In the event of a hard Brexit in March 2019, Lloyd’s syndicates will no longer be licensed to write EEA (and Monaco) insurance risks on syndicate paper. Lloyd’s has therefore mandated that insurance risks incepting on or after 1 January 2019 and located in the EEA must be written using an LBS stamp (It should be noted that Lloyd’s Brussels will also be licensed to write UK risks). It is therefore important that underwriters are able to identify risks which create an EEA risk location and use the LBS stamp accordingly.

The use of existing Lloyd’s tools (Crystal, Risk Locator and Stamp Decision Tool) should always be the first step when trying to identify risk location. These resources will cover most straightforward scenarios. In addition, they provide guidance on acceptable routes to market, tax, local clauses etc.

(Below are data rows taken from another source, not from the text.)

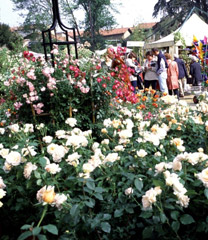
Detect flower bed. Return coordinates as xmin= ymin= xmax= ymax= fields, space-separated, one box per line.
xmin=0 ymin=89 xmax=208 ymax=239
xmin=0 ymin=47 xmax=208 ymax=240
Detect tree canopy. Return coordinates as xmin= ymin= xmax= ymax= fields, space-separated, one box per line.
xmin=0 ymin=23 xmax=23 ymax=50
xmin=153 ymin=0 xmax=208 ymax=38
xmin=12 ymin=0 xmax=118 ymax=49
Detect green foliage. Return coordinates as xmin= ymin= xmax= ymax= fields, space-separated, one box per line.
xmin=0 ymin=24 xmax=23 ymax=51
xmin=153 ymin=0 xmax=208 ymax=36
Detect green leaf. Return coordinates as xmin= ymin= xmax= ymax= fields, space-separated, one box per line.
xmin=34 ymin=171 xmax=41 ymax=178
xmin=134 ymin=179 xmax=143 ymax=192
xmin=142 ymin=226 xmax=154 ymax=239
xmin=139 ymin=211 xmax=152 ymax=218
xmin=20 ymin=224 xmax=33 ymax=230
xmin=160 ymin=213 xmax=167 ymax=223
xmin=204 ymin=188 xmax=208 ymax=199
xmin=84 ymin=199 xmax=95 ymax=208
xmin=86 ymin=181 xmax=95 ymax=190
xmin=114 ymin=209 xmax=123 ymax=218
xmin=101 ymin=222 xmax=111 ymax=233
xmin=39 ymin=158 xmax=46 ymax=168
xmin=153 ymin=180 xmax=165 ymax=189
xmin=171 ymin=221 xmax=180 ymax=232
xmin=103 ymin=213 xmax=111 ymax=221
xmin=36 ymin=179 xmax=42 ymax=186
xmin=70 ymin=204 xmax=79 ymax=217
xmin=37 ymin=234 xmax=47 ymax=240
xmin=17 ymin=231 xmax=32 ymax=240
xmin=180 ymin=214 xmax=195 ymax=225
xmin=32 ymin=227 xmax=41 ymax=236
xmin=93 ymin=193 xmax=103 ymax=201
xmin=170 ymin=211 xmax=179 ymax=220
xmin=95 ymin=187 xmax=104 ymax=193
xmin=43 ymin=224 xmax=58 ymax=235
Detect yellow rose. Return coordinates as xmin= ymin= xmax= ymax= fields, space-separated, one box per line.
xmin=42 ymin=188 xmax=56 ymax=203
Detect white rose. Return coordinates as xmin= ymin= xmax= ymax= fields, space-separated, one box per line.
xmin=65 ymin=118 xmax=77 ymax=127
xmin=154 ymin=152 xmax=161 ymax=157
xmin=114 ymin=145 xmax=124 ymax=152
xmin=43 ymin=136 xmax=53 ymax=143
xmin=0 ymin=189 xmax=6 ymax=199
xmin=173 ymin=159 xmax=182 ymax=171
xmin=55 ymin=130 xmax=66 ymax=139
xmin=136 ymin=149 xmax=147 ymax=158
xmin=197 ymin=168 xmax=208 ymax=187
xmin=82 ymin=163 xmax=94 ymax=173
xmin=0 ymin=128 xmax=5 ymax=135
xmin=0 ymin=148 xmax=9 ymax=158
xmin=45 ymin=163 xmax=61 ymax=174
xmin=101 ymin=139 xmax=109 ymax=145
xmin=8 ymin=124 xmax=19 ymax=132
xmin=92 ymin=142 xmax=100 ymax=151
xmin=23 ymin=162 xmax=37 ymax=179
xmin=125 ymin=187 xmax=134 ymax=196
xmin=24 ymin=123 xmax=34 ymax=133
xmin=6 ymin=151 xmax=21 ymax=166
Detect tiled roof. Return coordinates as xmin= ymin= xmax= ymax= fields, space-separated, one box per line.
xmin=11 ymin=22 xmax=156 ymax=37
xmin=100 ymin=22 xmax=156 ymax=36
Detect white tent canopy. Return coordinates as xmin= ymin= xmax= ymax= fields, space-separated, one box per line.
xmin=144 ymin=13 xmax=208 ymax=49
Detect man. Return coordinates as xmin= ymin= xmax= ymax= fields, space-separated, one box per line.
xmin=190 ymin=55 xmax=202 ymax=86
xmin=174 ymin=54 xmax=188 ymax=97
xmin=152 ymin=48 xmax=168 ymax=93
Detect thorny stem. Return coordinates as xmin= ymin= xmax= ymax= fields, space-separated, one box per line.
xmin=37 ymin=205 xmax=48 ymax=227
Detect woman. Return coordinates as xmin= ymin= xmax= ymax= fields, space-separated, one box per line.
xmin=165 ymin=53 xmax=179 ymax=99
xmin=125 ymin=52 xmax=138 ymax=93
xmin=144 ymin=51 xmax=158 ymax=90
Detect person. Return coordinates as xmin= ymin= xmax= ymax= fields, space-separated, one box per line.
xmin=190 ymin=55 xmax=202 ymax=86
xmin=165 ymin=53 xmax=179 ymax=99
xmin=152 ymin=48 xmax=168 ymax=93
xmin=143 ymin=51 xmax=158 ymax=90
xmin=174 ymin=54 xmax=188 ymax=97
xmin=125 ymin=52 xmax=137 ymax=93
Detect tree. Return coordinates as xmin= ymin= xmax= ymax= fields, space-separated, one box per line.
xmin=0 ymin=24 xmax=23 ymax=50
xmin=153 ymin=0 xmax=208 ymax=35
xmin=69 ymin=0 xmax=115 ymax=50
xmin=12 ymin=0 xmax=118 ymax=50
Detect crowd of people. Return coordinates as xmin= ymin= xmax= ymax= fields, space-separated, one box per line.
xmin=118 ymin=48 xmax=203 ymax=99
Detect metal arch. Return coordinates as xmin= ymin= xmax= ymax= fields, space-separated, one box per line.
xmin=42 ymin=0 xmax=78 ymax=66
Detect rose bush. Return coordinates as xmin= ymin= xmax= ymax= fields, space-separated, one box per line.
xmin=0 ymin=89 xmax=208 ymax=240
xmin=0 ymin=47 xmax=137 ymax=138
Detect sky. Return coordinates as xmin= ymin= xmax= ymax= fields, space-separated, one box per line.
xmin=0 ymin=0 xmax=159 ymax=27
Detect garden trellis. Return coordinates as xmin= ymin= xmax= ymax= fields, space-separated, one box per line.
xmin=42 ymin=0 xmax=78 ymax=66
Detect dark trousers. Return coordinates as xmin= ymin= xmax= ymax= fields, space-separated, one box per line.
xmin=131 ymin=80 xmax=137 ymax=93
xmin=168 ymin=89 xmax=179 ymax=100
xmin=144 ymin=80 xmax=157 ymax=90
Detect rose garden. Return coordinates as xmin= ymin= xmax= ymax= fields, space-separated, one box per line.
xmin=0 ymin=42 xmax=208 ymax=240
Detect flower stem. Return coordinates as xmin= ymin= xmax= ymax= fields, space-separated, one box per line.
xmin=37 ymin=205 xmax=48 ymax=227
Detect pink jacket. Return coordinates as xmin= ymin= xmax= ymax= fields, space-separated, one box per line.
xmin=167 ymin=59 xmax=179 ymax=90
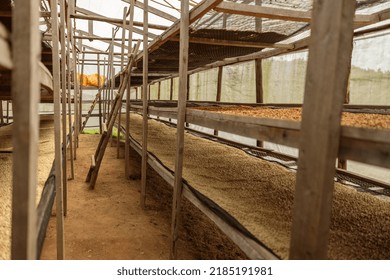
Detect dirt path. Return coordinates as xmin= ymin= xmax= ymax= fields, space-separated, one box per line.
xmin=41 ymin=135 xmax=197 ymax=260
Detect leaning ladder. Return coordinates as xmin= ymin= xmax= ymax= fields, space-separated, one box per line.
xmin=85 ymin=41 xmax=140 ymax=189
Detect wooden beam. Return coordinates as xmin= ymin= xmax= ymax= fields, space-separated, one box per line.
xmin=290 ymin=0 xmax=356 ymax=259
xmin=122 ymin=0 xmax=177 ymax=22
xmin=70 ymin=14 xmax=169 ymax=30
xmin=76 ymin=7 xmax=157 ymax=39
xmin=125 ymin=0 xmax=139 ymax=179
xmin=170 ymin=0 xmax=190 ymax=259
xmin=137 ymin=0 xmax=223 ymax=60
xmin=11 ymin=0 xmax=41 ymax=260
xmin=214 ymin=2 xmax=372 ymax=25
xmin=51 ymin=0 xmax=65 ymax=260
xmin=169 ymin=37 xmax=294 ymax=50
xmin=59 ymin=0 xmax=68 ymax=216
xmin=141 ymin=0 xmax=149 ymax=209
xmin=0 ymin=22 xmax=12 ymax=69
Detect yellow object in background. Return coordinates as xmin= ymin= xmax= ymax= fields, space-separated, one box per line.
xmin=77 ymin=74 xmax=105 ymax=87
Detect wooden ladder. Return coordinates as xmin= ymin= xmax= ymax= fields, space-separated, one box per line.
xmin=85 ymin=41 xmax=140 ymax=189
xmin=80 ymin=89 xmax=100 ymax=131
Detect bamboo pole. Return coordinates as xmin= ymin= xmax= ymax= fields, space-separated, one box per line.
xmin=11 ymin=0 xmax=41 ymax=260
xmin=51 ymin=0 xmax=65 ymax=260
xmin=170 ymin=0 xmax=189 ymax=259
xmin=141 ymin=0 xmax=149 ymax=209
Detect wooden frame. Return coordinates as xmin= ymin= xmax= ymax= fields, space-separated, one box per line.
xmin=11 ymin=0 xmax=41 ymax=260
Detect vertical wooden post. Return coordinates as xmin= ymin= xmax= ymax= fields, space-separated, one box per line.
xmin=68 ymin=0 xmax=80 ymax=153
xmin=51 ymin=0 xmax=65 ymax=260
xmin=170 ymin=0 xmax=189 ymax=259
xmin=116 ymin=7 xmax=127 ymax=158
xmin=214 ymin=66 xmax=223 ymax=136
xmin=290 ymin=0 xmax=356 ymax=259
xmin=79 ymin=48 xmax=85 ymax=131
xmin=7 ymin=100 xmax=11 ymax=123
xmin=141 ymin=0 xmax=149 ymax=209
xmin=97 ymin=54 xmax=103 ymax=134
xmin=66 ymin=8 xmax=74 ymax=180
xmin=103 ymin=58 xmax=108 ymax=123
xmin=11 ymin=0 xmax=41 ymax=260
xmin=0 ymin=100 xmax=4 ymax=125
xmin=125 ymin=0 xmax=136 ymax=179
xmin=60 ymin=0 xmax=68 ymax=216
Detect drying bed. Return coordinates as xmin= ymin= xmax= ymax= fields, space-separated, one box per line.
xmin=125 ymin=114 xmax=390 ymax=259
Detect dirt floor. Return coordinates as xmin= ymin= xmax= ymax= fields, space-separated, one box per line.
xmin=41 ymin=134 xmax=245 ymax=260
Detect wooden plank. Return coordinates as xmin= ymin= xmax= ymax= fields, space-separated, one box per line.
xmin=76 ymin=7 xmax=157 ymax=39
xmin=65 ymin=5 xmax=76 ymax=180
xmin=59 ymin=0 xmax=68 ymax=216
xmin=136 ymin=0 xmax=223 ymax=60
xmin=0 ymin=22 xmax=12 ymax=69
xmin=122 ymin=0 xmax=177 ymax=22
xmin=130 ymin=135 xmax=278 ymax=260
xmin=289 ymin=0 xmax=356 ymax=259
xmin=97 ymin=54 xmax=103 ymax=134
xmin=214 ymin=2 xmax=372 ymax=25
xmin=51 ymin=0 xmax=65 ymax=260
xmin=70 ymin=14 xmax=169 ymax=30
xmin=125 ymin=0 xmax=135 ymax=179
xmin=170 ymin=0 xmax=190 ymax=259
xmin=116 ymin=7 xmax=126 ymax=159
xmin=169 ymin=37 xmax=294 ymax=50
xmin=141 ymin=0 xmax=149 ymax=209
xmin=11 ymin=0 xmax=41 ymax=260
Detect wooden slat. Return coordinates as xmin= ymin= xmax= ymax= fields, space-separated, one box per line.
xmin=76 ymin=7 xmax=157 ymax=38
xmin=141 ymin=0 xmax=149 ymax=209
xmin=170 ymin=0 xmax=190 ymax=259
xmin=136 ymin=0 xmax=223 ymax=60
xmin=169 ymin=37 xmax=294 ymax=50
xmin=59 ymin=0 xmax=68 ymax=216
xmin=11 ymin=0 xmax=41 ymax=260
xmin=125 ymin=0 xmax=135 ymax=179
xmin=130 ymin=134 xmax=278 ymax=260
xmin=71 ymin=14 xmax=169 ymax=30
xmin=122 ymin=0 xmax=177 ymax=22
xmin=214 ymin=2 xmax=372 ymax=25
xmin=51 ymin=0 xmax=65 ymax=260
xmin=0 ymin=22 xmax=12 ymax=69
xmin=289 ymin=0 xmax=356 ymax=259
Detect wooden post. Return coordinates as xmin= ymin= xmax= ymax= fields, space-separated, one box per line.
xmin=0 ymin=100 xmax=4 ymax=125
xmin=255 ymin=0 xmax=264 ymax=147
xmin=214 ymin=66 xmax=223 ymax=136
xmin=68 ymin=0 xmax=80 ymax=153
xmin=79 ymin=48 xmax=85 ymax=131
xmin=103 ymin=58 xmax=108 ymax=123
xmin=116 ymin=7 xmax=127 ymax=158
xmin=60 ymin=0 xmax=68 ymax=216
xmin=97 ymin=54 xmax=103 ymax=134
xmin=51 ymin=0 xmax=65 ymax=260
xmin=125 ymin=0 xmax=137 ymax=179
xmin=290 ymin=0 xmax=356 ymax=259
xmin=141 ymin=0 xmax=149 ymax=209
xmin=170 ymin=0 xmax=189 ymax=259
xmin=66 ymin=8 xmax=76 ymax=180
xmin=11 ymin=0 xmax=41 ymax=260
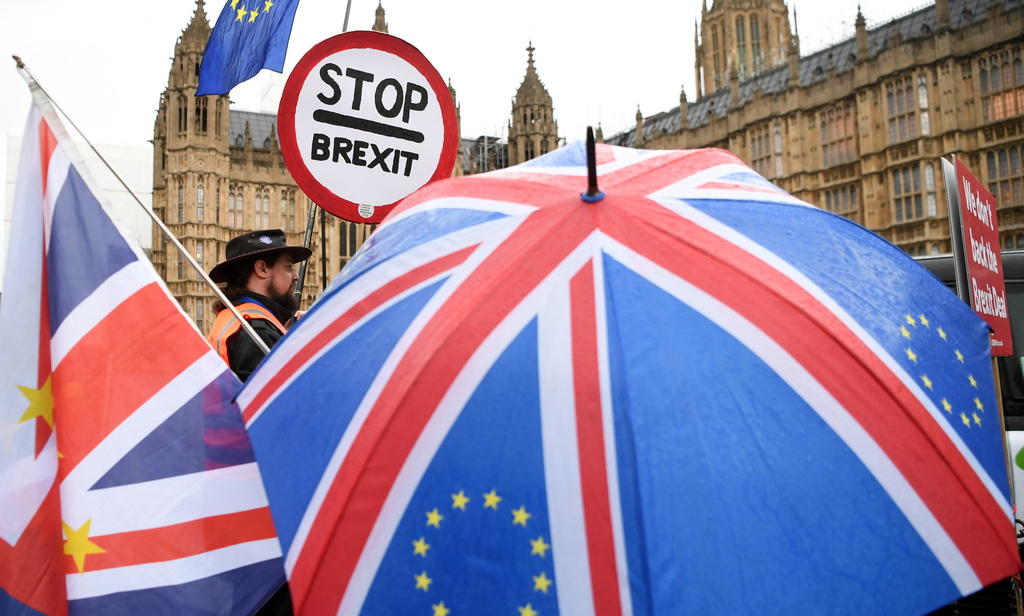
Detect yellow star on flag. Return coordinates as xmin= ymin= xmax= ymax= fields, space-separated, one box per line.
xmin=17 ymin=377 xmax=53 ymax=428
xmin=483 ymin=490 xmax=502 ymax=505
xmin=512 ymin=505 xmax=534 ymax=527
xmin=60 ymin=518 xmax=106 ymax=573
xmin=413 ymin=537 xmax=430 ymax=558
xmin=415 ymin=571 xmax=434 ymax=592
xmin=534 ymin=571 xmax=552 ymax=595
xmin=518 ymin=604 xmax=538 ymax=616
xmin=529 ymin=535 xmax=551 ymax=559
xmin=452 ymin=490 xmax=469 ymax=512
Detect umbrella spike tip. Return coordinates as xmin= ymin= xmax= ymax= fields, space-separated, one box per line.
xmin=580 ymin=126 xmax=604 ymax=204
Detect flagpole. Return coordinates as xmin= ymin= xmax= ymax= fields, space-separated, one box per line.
xmin=11 ymin=55 xmax=270 ymax=355
xmin=295 ymin=0 xmax=352 ymax=302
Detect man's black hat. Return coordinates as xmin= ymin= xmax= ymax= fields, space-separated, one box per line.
xmin=210 ymin=229 xmax=312 ymax=282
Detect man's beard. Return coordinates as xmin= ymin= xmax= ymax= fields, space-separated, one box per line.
xmin=270 ymin=284 xmax=299 ymax=312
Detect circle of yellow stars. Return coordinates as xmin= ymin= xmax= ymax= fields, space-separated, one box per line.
xmin=412 ymin=489 xmax=555 ymax=616
xmin=231 ymin=0 xmax=273 ymax=24
xmin=899 ymin=313 xmax=985 ymax=429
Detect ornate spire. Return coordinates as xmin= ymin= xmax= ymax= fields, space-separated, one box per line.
xmin=181 ymin=0 xmax=210 ymax=46
xmin=372 ymin=0 xmax=387 ymax=34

However, establishing risk location(s) can be complex and there may be inconsistencies, overlaps and potential contradictions over how different jurisdictions define risk location and approach licencing. Non-compliance may result in regulatory or fiscal investigations.

In general, regulators and Lloyd’s are more likely to look favourably on a managing agent that has taken an informed and consistent approach to compliance. Therefore, the LMA has, with input from members of the LMA Regulatory and Underwriting Committees, developed guidance (available here) to support managing agents in establishing an achievable and consistent approach within the market, including between multiple underwriters on a single placement.

Full compliance with all local laws can be challenging, particularly for complex risks, and those which trigger multiple regimes. Therefore, although the guidance seeks to provide clarity on the determining factor for risk location (and the resultant stamp decision), in some cases there is no definitive answer due to divergent approaches to risk location in different territories. In such circumstances underwriters should consider the guidance and respond as they deem appropriate to the specific risk (to reflect their own legal advice and/or risk appetite).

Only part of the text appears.